Because she was tall with long arms, Council was always the one to dip the water from the water barrel; that’s how she got half her nickname, Dip. Customers, hearing her children call her mama, started calling her Mama Dip.
George Tate, the town’s first black real estate agent, approached her in 1976 to see if she would like to take over a failing restaurant on Rosemary Street. In November of that year, Mildred Council (Mama Dip) opened her restaurant with $64 and a determination to succeed. With only $40 for food and $24 for change, she sent her children to the grocery store to purchase enough supplies to serve lunch and dinner. She made $135 that first day, then used those funds to purchase food for the next day’s groceries. Please, with her first day of success, Mildred Council was excited about moving forward with her new business venture.
The seating capacity in her start-up location was only 18 seats. Through the years, she expanded in the same building to 94 seats.
Mama Dip worked hard to realize her dream, to build her restaurant. In February 1999, Mama Dip’s Kitchen moved to its current location. The move to the brand new building expanded her seating capacity to 169 inside and an additional 40 seats on the porch during the spring and summer seasons.
In addition to her successful restaurant business, Mildred Council created her cookbooks–Mama Dip’s Kitchen Cookbook and Mama Dip’s Family Cookbook, which were featured on QVC in 1999 and 2004. Her cookbooks sold out in only minutes on the air. Today her cookbooks are still in print and sold at national and local book outlets and on this website.
Mama Dip has appeared on Good Morning America, The Food Network, Public Television, QVC, and many local and national magazines and newspapers.
In 2001 she represented the State of North Carolina for Small Business Person of the Year and went on to receive a reward for the third runner-up at the national level.
Mama Dip created her product line in 1998. Mama Dip’s Original Products are a reflection of the same quality down-home cooking the restaurant is known for.
Her concept was simple—home cooking. Her fried chicken, collard greens, and cornbread comforted working-class families and homesick college students. “I fix things the way they’re used to it,” she said. “I fix it the way their mama made it or their grandmama made it.”
Before the current farm-to-table trend, Council was buying her fresh vegetables, fruit, and eggs from farmers in Chatham and Orange counties, peeling the potatoes and stringing the beans in her kitchen.
In addition to providing jobs for all her children and countless college students as wait staff, Council has given steady employment – and a second chance – to prison inmates through work release and former prisoners.

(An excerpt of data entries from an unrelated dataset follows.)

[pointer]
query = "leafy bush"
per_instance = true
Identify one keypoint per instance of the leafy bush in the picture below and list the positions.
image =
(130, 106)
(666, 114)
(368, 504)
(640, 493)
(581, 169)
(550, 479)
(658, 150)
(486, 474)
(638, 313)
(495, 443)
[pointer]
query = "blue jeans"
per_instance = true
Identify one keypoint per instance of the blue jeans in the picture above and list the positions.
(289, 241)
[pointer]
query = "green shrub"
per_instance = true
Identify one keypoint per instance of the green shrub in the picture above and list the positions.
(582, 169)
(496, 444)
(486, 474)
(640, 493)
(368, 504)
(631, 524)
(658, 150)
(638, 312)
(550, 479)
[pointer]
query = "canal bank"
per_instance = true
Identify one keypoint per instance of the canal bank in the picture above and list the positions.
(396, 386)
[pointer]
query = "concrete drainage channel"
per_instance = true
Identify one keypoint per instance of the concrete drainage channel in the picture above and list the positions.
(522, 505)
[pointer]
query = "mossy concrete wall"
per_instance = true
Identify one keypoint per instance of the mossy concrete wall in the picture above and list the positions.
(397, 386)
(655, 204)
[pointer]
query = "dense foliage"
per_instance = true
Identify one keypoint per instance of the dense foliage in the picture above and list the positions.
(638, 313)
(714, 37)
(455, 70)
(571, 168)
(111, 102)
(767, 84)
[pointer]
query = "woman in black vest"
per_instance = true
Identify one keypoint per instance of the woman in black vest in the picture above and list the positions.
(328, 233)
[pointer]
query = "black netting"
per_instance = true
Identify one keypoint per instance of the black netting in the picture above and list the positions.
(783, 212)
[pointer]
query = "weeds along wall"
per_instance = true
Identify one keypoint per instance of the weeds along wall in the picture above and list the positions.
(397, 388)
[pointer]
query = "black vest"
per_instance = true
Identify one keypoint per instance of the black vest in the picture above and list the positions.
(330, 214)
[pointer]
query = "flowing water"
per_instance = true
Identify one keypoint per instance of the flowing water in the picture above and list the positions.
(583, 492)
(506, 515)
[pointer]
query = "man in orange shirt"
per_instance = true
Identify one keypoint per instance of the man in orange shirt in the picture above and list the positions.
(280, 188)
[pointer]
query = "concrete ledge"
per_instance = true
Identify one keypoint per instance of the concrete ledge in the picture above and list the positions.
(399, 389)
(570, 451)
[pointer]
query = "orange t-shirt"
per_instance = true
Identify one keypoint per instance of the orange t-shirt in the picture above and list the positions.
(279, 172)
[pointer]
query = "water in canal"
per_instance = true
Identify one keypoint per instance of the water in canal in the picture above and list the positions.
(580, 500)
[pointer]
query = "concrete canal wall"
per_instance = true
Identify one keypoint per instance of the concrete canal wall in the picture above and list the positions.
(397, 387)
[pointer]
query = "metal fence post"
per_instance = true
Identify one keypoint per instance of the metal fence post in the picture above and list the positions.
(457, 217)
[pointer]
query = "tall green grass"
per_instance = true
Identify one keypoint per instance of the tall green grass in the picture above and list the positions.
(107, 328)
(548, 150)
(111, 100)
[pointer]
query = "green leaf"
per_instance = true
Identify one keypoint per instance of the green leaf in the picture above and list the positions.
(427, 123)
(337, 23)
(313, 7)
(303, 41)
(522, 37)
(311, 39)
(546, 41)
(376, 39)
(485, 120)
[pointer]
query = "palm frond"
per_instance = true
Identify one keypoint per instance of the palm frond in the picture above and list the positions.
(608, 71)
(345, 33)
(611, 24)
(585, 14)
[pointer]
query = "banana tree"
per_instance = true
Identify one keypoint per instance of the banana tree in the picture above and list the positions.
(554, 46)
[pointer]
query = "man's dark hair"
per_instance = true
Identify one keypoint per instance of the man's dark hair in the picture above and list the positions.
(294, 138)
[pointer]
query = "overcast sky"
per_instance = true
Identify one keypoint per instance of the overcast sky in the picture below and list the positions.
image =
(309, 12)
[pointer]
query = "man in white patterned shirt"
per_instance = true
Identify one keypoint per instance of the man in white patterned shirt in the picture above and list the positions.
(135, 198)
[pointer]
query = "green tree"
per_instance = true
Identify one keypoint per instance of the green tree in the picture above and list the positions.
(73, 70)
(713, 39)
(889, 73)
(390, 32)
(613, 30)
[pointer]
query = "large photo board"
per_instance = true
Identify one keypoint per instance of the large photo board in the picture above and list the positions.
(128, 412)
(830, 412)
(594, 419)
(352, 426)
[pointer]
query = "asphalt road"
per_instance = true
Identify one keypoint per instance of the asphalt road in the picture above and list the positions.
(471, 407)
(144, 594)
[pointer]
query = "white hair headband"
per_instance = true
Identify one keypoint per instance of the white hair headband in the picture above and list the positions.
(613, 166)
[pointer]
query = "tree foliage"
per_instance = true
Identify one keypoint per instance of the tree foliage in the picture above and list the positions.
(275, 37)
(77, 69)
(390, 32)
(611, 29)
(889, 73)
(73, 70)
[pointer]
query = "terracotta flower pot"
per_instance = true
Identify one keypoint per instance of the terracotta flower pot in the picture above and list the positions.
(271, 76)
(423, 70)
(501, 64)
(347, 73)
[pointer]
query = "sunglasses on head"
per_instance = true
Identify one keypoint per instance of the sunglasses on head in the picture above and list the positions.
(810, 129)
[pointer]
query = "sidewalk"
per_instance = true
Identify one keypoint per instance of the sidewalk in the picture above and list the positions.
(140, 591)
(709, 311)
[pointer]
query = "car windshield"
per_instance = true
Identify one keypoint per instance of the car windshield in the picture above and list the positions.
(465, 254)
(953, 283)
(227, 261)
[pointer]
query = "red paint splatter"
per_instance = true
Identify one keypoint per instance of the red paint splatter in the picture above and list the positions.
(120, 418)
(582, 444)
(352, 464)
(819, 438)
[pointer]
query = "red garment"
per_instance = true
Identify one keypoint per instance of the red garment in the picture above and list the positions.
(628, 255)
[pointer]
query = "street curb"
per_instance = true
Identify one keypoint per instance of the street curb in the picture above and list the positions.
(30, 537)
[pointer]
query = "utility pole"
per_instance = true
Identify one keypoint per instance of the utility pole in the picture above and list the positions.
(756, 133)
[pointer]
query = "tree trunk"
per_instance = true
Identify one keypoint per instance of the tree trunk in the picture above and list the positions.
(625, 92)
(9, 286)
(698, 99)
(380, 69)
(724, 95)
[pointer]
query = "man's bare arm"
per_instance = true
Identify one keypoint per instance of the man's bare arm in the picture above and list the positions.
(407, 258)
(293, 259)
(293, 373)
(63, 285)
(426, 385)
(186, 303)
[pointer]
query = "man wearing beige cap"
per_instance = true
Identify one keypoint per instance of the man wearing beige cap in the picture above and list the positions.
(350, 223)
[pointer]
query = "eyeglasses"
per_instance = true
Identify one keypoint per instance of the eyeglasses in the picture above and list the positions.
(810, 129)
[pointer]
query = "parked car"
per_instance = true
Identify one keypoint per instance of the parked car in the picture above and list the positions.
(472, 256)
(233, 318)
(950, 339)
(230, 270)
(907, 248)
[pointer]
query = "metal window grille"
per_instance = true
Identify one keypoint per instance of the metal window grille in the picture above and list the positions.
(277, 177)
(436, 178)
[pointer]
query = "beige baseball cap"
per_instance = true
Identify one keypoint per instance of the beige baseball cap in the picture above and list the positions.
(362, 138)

One has been working in her kitchen for 30 years.
Her restaurant has also been a valuable part of Chapel Hill’s Northside neighborhood, historically home to many of the University’s black employees.
Council has served on the board of Head Start and other service organizations, and her restaurant has participated in an annual community dinner to share food, music, and dance from many cultures.
Although no one knows better than Council the importance of food, she also has the utmost respect for education, especially as a longtime citizen of this college town.
“Food is for the body. It doesn’t help the mind,” she said in a 1994 interview for the University’s Southern Oral History Program. “You need words for the mind.”